A photo was also provided of Al and a brother named "Dewey" shown below. In this shot, Al is standing to the left, Dewey is in the center, and an unidentified man is standing to the right. It's possible that all three are brothers, since Al's birth certificate above clearly states he had 7 brothers and sisters at the time of his birth to include himself. James and Lora could have given birth to an eighth child, and these photos might be from a family reunion showing all eight children. Both Brenda and Carol mentioned that Al, Marie and the family made a trip to Toledo once to visit Al's immediate family, but they didn't know when and where these photos were snapped. Could these be images of my aunts and uncles taken during that trip? I hope I find out one day.
I was thoroughly captivated throughout the evening by the conversation of life with Al, his second wife Marie and the many family stories circulating around the table. I just sat back and tried to take it all in. As a professional researcher, note taking is my stock and trade. However, I managed to walk away from the dinner meeting with only a few scribbled remarks. I even tried to take a couple of photos of my newfound stepsiblings and friends, but botched that as well. I was so wrapped up in the discussions of the evening that I underestimated how dark the restaurant was. At least that gives me a great excuse to make a trip back to the St. Louis area some day!
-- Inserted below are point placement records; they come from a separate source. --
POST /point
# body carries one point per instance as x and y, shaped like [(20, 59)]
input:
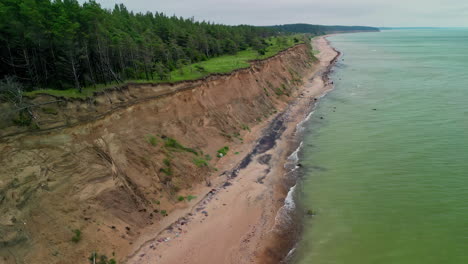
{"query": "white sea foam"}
[(295, 155), (283, 217)]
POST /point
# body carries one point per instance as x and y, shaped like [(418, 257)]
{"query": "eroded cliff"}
[(109, 166)]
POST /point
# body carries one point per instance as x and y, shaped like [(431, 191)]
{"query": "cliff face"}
[(114, 164)]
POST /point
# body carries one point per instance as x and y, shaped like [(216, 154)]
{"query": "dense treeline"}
[(320, 29), (63, 44)]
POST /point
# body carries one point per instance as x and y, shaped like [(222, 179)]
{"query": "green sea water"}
[(389, 185)]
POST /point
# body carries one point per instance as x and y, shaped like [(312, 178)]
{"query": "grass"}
[(216, 65), (95, 258), (200, 162), (245, 127), (175, 145)]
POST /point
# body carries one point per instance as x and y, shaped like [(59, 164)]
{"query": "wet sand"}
[(236, 222)]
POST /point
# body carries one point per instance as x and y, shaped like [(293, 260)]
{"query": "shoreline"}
[(236, 222)]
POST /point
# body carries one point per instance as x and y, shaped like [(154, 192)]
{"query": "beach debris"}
[(311, 212)]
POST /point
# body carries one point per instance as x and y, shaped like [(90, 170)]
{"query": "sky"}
[(382, 13)]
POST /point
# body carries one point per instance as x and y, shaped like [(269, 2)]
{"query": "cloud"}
[(344, 12)]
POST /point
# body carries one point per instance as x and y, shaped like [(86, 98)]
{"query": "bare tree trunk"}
[(74, 71)]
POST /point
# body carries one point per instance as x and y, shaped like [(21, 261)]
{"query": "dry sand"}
[(235, 222)]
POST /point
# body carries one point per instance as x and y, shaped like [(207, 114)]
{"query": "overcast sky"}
[(441, 13)]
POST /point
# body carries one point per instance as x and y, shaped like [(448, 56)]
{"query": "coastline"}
[(239, 221)]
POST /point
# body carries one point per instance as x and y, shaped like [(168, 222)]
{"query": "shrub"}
[(223, 151), (77, 237), (95, 258), (200, 162), (173, 144), (152, 140), (50, 110), (190, 198)]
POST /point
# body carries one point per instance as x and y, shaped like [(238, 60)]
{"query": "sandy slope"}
[(235, 223)]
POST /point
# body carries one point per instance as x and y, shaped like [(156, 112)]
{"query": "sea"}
[(384, 157)]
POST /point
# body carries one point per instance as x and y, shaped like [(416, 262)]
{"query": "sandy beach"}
[(235, 222)]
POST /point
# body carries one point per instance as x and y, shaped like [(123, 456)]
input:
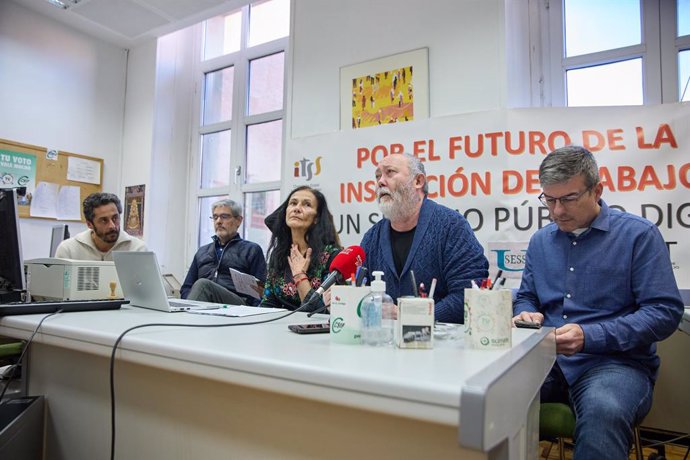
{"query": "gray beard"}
[(403, 204)]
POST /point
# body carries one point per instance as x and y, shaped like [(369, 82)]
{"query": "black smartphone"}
[(312, 328), (527, 324)]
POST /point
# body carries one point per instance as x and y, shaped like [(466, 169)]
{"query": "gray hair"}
[(235, 208), (564, 163), (417, 167)]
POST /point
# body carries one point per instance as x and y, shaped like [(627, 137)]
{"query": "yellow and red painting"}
[(385, 97)]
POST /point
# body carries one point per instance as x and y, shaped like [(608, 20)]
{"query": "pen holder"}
[(415, 328), (345, 313), (488, 317)]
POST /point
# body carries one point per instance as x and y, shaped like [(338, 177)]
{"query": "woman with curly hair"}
[(303, 244)]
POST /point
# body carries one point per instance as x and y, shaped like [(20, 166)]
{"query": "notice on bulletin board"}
[(83, 170), (17, 170)]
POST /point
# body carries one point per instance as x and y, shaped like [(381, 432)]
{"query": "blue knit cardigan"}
[(444, 247)]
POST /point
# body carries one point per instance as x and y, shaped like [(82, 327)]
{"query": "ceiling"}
[(127, 23)]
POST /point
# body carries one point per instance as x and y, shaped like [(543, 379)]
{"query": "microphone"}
[(344, 265)]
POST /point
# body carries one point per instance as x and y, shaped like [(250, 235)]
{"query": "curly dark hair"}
[(320, 234), (96, 200)]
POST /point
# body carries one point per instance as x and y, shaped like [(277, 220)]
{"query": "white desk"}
[(263, 392)]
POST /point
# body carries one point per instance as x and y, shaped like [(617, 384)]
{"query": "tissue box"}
[(415, 327), (345, 313), (488, 317)]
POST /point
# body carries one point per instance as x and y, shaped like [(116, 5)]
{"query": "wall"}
[(90, 97), (466, 41), (60, 89)]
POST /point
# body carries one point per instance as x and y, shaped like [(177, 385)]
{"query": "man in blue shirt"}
[(603, 279), (209, 278), (419, 236)]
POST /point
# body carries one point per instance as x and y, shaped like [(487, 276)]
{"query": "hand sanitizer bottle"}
[(377, 321)]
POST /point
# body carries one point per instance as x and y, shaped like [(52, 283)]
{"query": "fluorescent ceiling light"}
[(64, 4)]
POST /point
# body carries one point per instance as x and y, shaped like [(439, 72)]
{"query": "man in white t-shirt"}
[(102, 212)]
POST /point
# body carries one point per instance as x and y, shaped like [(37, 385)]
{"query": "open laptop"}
[(142, 284)]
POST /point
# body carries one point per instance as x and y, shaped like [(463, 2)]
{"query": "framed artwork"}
[(392, 89), (133, 222)]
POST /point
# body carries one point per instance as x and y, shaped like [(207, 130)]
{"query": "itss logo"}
[(307, 168)]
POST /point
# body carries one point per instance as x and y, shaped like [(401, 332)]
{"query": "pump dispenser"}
[(378, 314)]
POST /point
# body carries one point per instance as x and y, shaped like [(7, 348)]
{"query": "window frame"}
[(658, 51), (237, 189)]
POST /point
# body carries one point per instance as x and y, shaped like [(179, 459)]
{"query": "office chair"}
[(557, 421)]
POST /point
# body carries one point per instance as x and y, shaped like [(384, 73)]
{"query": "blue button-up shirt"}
[(615, 280)]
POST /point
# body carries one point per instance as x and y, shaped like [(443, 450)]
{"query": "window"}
[(241, 112), (617, 52)]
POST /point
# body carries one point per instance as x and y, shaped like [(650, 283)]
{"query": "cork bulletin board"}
[(30, 165)]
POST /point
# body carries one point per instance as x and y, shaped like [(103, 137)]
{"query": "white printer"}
[(69, 279)]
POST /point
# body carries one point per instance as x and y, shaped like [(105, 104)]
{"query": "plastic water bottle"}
[(377, 327)]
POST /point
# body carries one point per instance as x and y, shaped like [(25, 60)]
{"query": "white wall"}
[(59, 89), (63, 89), (466, 41)]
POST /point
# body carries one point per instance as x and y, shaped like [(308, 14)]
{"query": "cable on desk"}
[(21, 356), (119, 339)]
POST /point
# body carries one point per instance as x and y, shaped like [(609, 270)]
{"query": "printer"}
[(68, 279)]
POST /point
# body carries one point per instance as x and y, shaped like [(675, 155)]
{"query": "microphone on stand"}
[(344, 265)]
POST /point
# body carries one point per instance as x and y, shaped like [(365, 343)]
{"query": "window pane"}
[(218, 95), (263, 151), (268, 21), (257, 206), (683, 17), (266, 84), (684, 76), (596, 25), (222, 35), (611, 84), (215, 159)]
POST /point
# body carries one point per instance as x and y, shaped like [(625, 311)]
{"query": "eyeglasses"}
[(567, 200), (221, 217)]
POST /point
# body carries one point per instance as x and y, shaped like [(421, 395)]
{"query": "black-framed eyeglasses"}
[(221, 217), (567, 200)]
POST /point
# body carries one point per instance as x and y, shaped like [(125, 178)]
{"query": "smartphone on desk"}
[(312, 328), (527, 324)]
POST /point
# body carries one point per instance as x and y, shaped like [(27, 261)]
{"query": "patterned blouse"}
[(280, 290)]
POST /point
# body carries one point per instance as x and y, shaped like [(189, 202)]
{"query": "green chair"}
[(557, 421)]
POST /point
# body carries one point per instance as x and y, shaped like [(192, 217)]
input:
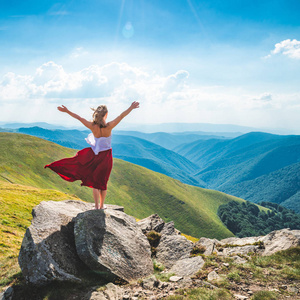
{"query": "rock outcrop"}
[(48, 251), (69, 237), (111, 243)]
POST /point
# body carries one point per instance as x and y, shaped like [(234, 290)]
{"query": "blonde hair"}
[(99, 114)]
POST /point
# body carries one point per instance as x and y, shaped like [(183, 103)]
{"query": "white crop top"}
[(99, 144)]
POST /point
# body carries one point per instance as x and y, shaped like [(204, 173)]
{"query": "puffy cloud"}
[(169, 98), (265, 97), (290, 48)]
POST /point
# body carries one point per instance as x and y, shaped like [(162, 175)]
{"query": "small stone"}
[(241, 297), (8, 294), (150, 282), (292, 290), (213, 276), (164, 285), (175, 278)]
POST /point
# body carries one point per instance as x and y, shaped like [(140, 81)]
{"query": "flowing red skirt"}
[(93, 170)]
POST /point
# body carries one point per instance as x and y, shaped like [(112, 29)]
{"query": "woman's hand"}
[(134, 105), (62, 108)]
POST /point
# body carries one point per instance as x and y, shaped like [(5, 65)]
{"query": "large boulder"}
[(48, 249), (171, 248), (112, 244)]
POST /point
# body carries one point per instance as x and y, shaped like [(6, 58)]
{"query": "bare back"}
[(101, 132)]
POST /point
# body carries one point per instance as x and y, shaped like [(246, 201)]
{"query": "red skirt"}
[(93, 170)]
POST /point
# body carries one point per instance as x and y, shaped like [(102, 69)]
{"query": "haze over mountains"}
[(255, 166)]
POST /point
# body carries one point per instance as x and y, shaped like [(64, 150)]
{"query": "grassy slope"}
[(16, 203), (141, 191)]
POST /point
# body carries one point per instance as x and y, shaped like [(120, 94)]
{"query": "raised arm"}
[(82, 120), (118, 119)]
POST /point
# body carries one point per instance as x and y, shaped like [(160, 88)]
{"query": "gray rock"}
[(111, 292), (292, 290), (209, 244), (280, 240), (187, 266), (241, 297), (243, 250), (241, 241), (171, 248), (153, 222), (213, 276), (112, 244), (175, 278), (150, 283), (169, 229), (48, 249), (238, 260), (7, 294)]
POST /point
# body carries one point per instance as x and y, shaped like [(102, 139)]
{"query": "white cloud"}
[(169, 98), (290, 48)]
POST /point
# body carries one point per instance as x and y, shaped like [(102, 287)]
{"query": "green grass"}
[(16, 203), (264, 295), (142, 192), (201, 293)]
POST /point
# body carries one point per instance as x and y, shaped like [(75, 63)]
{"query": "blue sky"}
[(186, 61)]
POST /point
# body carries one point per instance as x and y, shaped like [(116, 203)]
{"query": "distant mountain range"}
[(226, 130), (129, 148), (255, 166), (142, 192)]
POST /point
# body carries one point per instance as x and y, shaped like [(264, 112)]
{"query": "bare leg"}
[(102, 198), (96, 194)]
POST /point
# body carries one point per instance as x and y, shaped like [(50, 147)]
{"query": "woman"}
[(92, 165)]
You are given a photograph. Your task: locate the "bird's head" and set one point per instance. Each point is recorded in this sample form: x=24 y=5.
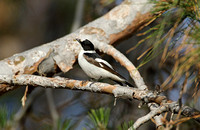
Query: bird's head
x=86 y=44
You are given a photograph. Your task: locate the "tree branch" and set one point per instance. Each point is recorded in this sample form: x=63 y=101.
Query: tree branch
x=118 y=91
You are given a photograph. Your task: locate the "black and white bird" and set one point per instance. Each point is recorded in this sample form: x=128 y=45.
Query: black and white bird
x=95 y=67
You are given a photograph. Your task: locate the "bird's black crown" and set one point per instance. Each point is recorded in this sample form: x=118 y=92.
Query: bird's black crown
x=86 y=44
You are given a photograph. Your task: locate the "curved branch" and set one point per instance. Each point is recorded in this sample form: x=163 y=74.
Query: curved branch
x=62 y=53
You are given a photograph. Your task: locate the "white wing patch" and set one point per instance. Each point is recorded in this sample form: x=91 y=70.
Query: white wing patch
x=103 y=61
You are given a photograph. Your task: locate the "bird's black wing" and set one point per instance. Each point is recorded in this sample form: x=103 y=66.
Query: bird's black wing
x=92 y=55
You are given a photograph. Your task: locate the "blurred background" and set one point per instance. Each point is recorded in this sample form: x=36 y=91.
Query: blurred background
x=25 y=24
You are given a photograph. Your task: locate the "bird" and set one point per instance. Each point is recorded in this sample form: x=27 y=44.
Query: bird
x=95 y=67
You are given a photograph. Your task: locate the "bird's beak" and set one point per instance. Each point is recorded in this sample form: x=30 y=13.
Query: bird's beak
x=78 y=40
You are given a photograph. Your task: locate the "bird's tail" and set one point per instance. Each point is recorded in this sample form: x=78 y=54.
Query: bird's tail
x=125 y=82
x=129 y=84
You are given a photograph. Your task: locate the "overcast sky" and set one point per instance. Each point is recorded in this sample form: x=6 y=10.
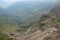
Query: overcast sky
x=6 y=3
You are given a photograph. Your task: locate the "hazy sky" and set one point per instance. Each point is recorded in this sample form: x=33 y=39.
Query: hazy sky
x=6 y=3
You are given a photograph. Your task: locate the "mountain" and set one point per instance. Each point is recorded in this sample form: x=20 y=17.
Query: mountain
x=25 y=11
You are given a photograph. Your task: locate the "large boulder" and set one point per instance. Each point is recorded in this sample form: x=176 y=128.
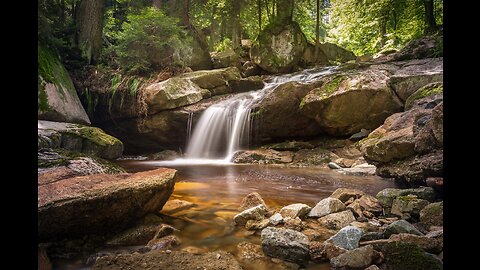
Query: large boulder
x=278 y=47
x=101 y=203
x=349 y=102
x=79 y=138
x=57 y=97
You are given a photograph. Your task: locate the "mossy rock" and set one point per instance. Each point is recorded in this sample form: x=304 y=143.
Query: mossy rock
x=425 y=91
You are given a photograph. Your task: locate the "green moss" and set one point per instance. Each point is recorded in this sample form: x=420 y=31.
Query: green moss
x=427 y=90
x=407 y=256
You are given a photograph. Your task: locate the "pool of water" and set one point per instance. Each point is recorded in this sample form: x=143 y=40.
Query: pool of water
x=217 y=190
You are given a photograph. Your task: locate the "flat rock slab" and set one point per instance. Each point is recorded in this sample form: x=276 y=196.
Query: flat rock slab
x=100 y=203
x=174 y=260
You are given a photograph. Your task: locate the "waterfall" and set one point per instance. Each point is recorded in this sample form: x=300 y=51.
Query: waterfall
x=225 y=127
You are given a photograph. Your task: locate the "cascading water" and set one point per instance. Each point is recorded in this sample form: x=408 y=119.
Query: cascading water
x=224 y=128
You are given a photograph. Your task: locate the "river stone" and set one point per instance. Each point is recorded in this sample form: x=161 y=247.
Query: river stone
x=358 y=258
x=326 y=206
x=432 y=214
x=57 y=97
x=337 y=220
x=343 y=194
x=254 y=213
x=408 y=206
x=111 y=202
x=158 y=259
x=400 y=226
x=285 y=244
x=431 y=245
x=79 y=138
x=251 y=200
x=295 y=210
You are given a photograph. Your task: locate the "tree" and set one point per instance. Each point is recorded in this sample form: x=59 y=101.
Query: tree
x=90 y=28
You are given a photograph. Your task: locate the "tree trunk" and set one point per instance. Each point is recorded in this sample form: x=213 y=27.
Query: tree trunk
x=430 y=24
x=259 y=3
x=236 y=24
x=284 y=11
x=90 y=28
x=317 y=32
In spite of of my inability to produce coherent notes or even a visible photo of the evening, I did take away one fact from the get-together that didn’t require pen, paper or camera to remember. Eventhough Al struggled with his share of medical and personal issues, he nevertheless managed to surround himself with a loving family and to live a happy, productive life during his final ten years. I was even told he had a smile on his face after collapsing to the floor at a wedding while dancing to Jim Croce’s “Bad, Bad Leroy Brown.” Despite the best efforts of the bride (she was a nurse) and the other medical professionals in the crowd, he passed away. I do know from Brenda, Carol and Michael that Al loved to dance and was happiest when doing so. I suppose it's fair to say he went out doing what he loved, surrounded by those who loved him. What more could anyone ask for?